To develop PixelSIFT-UNet, a novel semantic segmentation model that integrates deep learning with scale-invariant feature transform (SIFT) algorithm to improve the segmentation accuracy of oral mucosal lesions. This investigation utilized 838 standard clinical white light images of oral mucosal diseases acquired from January 2020 to December 2022 at the Stomatology Hospital Zhejiang University School of Medicine. Randomization was achieved through Python's random.seed function implementation. The random sample function was subsequently applied for sampling distribution. The dataset was stratified into three subsets with a 6∶2∶2 ratio: training (=506), validation (=166), and testing (=166). Lesion boundaries were annotated using Labelme software, and a PixelSIFT-UNet-based deep learning model was developed with VGG-16 and ResNet-50 backbone networks. Model parameters were optimized using the validation set, and performance metrics [including Dice coefficient, mean intersection over union (mIoU), mean pixel accuracy (mPA), and Precision] were assessed on the test set. The model's performance was benchmarked against conventional semantic segmentation frameworks (U-Net and PSPNet). The developed PixelSIFT-UNet model could achieve precise segmentation of three common oral mucosal lesions: oral lichen planus, oral leukoplakia, and oral submucous fibrosis. Utilizing VGG-16 as the backbone network, the model achieved Dice coefficient, mIoU, mPA, and Precision values of 0.642, 0.699, 0.836, and 0.792, respectively. Implementation with ResNet-50 backbone network yielded metrics of 0.668, 0.733, 0.872 and 0.817, demonstrating significant improvements across all performance indicators compared to conventional U-Net model (relevant metrics: 0.662, 0.717, 0.861 and 0.809) and PSPNet model (relevant metrics: 0.671, 0.721, 0.858 and 0.813). The proposed PixelSIFT-UNet architecture demonstrates superior performance in oral mucosal lesion segmentation tasks, surpassing conventional semantic segmentation models and providing robust quantitative improvements in segmentation accuracy.
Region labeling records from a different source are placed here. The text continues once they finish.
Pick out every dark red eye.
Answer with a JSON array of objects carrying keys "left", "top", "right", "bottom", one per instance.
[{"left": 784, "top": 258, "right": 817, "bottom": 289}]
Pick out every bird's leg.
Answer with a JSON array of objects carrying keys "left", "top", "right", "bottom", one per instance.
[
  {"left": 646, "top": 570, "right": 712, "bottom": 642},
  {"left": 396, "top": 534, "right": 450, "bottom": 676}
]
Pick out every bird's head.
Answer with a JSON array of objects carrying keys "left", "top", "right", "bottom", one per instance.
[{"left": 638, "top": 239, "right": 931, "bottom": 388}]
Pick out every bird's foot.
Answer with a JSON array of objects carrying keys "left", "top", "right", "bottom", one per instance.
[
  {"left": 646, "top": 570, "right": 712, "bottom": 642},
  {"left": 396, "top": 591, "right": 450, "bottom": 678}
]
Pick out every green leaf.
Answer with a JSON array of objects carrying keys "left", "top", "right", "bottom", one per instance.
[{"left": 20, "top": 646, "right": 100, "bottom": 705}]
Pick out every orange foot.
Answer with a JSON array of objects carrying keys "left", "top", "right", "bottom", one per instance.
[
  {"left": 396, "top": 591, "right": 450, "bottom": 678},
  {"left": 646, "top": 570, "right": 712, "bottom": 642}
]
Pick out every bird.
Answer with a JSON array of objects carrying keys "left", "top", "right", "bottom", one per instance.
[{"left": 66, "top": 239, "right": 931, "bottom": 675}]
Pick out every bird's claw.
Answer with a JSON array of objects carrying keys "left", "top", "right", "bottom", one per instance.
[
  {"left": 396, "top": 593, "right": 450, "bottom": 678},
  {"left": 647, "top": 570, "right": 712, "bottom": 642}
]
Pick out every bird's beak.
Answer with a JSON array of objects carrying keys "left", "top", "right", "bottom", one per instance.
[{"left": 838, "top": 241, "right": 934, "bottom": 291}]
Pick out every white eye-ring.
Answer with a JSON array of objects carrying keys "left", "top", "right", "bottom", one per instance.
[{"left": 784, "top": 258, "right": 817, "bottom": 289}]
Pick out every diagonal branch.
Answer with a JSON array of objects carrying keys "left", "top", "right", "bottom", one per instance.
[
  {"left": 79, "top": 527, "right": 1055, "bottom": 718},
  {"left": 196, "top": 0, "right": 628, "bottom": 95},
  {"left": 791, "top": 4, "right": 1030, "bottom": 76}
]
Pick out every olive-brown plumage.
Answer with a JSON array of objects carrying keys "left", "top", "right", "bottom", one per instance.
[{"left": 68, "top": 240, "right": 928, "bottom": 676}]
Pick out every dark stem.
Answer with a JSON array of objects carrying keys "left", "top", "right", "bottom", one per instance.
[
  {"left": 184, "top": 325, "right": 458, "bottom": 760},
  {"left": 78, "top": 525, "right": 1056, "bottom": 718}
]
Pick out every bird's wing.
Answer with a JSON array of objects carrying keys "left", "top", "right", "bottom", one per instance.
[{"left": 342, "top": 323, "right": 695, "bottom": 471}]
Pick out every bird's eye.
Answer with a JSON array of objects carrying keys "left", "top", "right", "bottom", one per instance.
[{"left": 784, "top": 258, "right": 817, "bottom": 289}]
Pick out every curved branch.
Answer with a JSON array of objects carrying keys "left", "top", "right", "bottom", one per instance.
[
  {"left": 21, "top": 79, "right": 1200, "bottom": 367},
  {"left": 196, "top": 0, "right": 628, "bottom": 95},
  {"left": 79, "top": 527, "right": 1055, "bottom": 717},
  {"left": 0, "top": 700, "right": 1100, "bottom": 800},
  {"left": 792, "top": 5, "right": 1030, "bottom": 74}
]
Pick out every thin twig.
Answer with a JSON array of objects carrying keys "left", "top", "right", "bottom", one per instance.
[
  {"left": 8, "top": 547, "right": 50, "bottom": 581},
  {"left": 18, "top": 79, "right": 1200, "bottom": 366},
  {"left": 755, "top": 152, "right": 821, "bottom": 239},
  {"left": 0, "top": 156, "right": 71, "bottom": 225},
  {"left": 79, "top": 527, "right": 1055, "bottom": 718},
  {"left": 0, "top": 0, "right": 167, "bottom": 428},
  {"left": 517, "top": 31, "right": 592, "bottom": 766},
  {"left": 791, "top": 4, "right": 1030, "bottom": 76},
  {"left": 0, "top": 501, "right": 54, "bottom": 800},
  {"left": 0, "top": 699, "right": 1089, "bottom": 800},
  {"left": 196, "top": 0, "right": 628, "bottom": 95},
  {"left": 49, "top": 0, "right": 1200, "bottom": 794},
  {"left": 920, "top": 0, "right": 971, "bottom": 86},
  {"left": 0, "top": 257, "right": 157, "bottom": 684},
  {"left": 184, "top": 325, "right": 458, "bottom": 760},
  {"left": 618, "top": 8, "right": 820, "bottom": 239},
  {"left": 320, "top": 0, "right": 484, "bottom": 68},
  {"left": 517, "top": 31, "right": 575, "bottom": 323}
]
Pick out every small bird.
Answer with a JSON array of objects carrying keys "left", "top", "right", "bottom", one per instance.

为了开发PixelSIFT-UNet,一种将深度学习与尺度不变特征变换(SIFT)算法相结合的新型语义分割模型,以提高口腔黏膜病变的分割准确性。本研究使用了2020年1月至2022年12月在浙江大学医学院附属口腔医院采集的838张口腔黏膜疾病标准临床白光图像。通过Python的随机种子函数实现随机化。随后应用随机抽样函数进行抽样分布。数据集按6∶2∶2的比例分层为三个子集:训练集(=506)、验证集(=166)和测试集(=166)。使用Labelme软件标注病变边界,并使用VGG-16和ResNet-50骨干网络开发基于PixelSIFT-UNet的深度学习模型。使用验证集优化模型参数,并在测试集上评估性能指标[包括Dice系数、平均交并比(mIoU)、平均像素准确率(mPA)和精确率]。将该模型的性能与传统语义分割框架(U-Net和PSPNet)进行基准测试。所开发的PixelSIFT-UNet模型能够对三种常见的口腔黏膜病变进行精确分割:口腔扁平苔藓、口腔白斑和口腔黏膜下纤维化。以VGG-16作为骨干网络,该模型的Dice系数、mIoU、mPA和精确率值分别为0.642、0.699、0.836和0.792。使用ResNet-50骨干网络实现的指标为0.668、0.733、0.872和0.817,与传统U-Net模型(相关指标:0.662、0.717、0.861和0.809)和PSPNet模型(相关指标:0.671、0.721、0.858和0.813)相比,在所有性能指标上均有显著提高。所提出的PixelSIFT-UNet架构在口腔黏膜病变分割任务中表现出卓越的性能,超越了传统语义分割模型,并在分割准确性方面提供了强大的定量改进。